NeuLab Presentations at EMNLP 2019

NeuLab will be presenting at EMNLP 2019, and co-located events at CoNLL 2019, WNGT 2019, and DeepLo 2019! Come visit our posters/presentations if you’re in Hong Kong for the conferences.

EMNLP 2019 Papers

Pushing the Limits of Low-Resource Morphological Inflection

Authors: Antonios Anastasopoulos, Graham Neubig
Time: Tuesday, November 5. 13:30–15:00 Poster Session 2.

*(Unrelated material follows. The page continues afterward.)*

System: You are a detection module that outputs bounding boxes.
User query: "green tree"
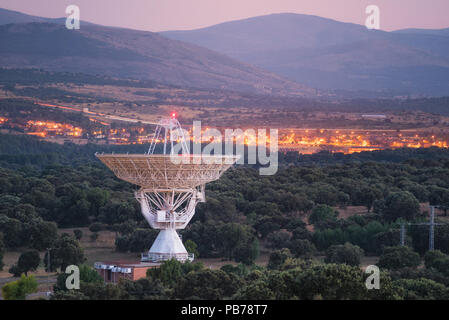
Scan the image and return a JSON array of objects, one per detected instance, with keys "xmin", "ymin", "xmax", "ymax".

Recent years have seen exceptional strides in the task of automatic morphological inflection generation. However, for a long tail of languages the necessary resources are hard to come by, and state-of-the-art neural methods that work well under higher resource settings perform poorly in the face of a paucity of data. In response, we propose a battery of improvements that greatly improve performance under such low-resource conditions. First, we present a novel two-step attention architecture for the inflection decoder. In addition, we investigate the effects of cross-lingual transfer from single and multiple languages, as well as monolingual data hallucination. The macro-averaged accuracy of our models outperforms the state-of-the-art by 15 percentage points. Also, we identify the crucial factors for success with cross-lingual transfer for morphological inflection: typological similarity and a common representation across languages.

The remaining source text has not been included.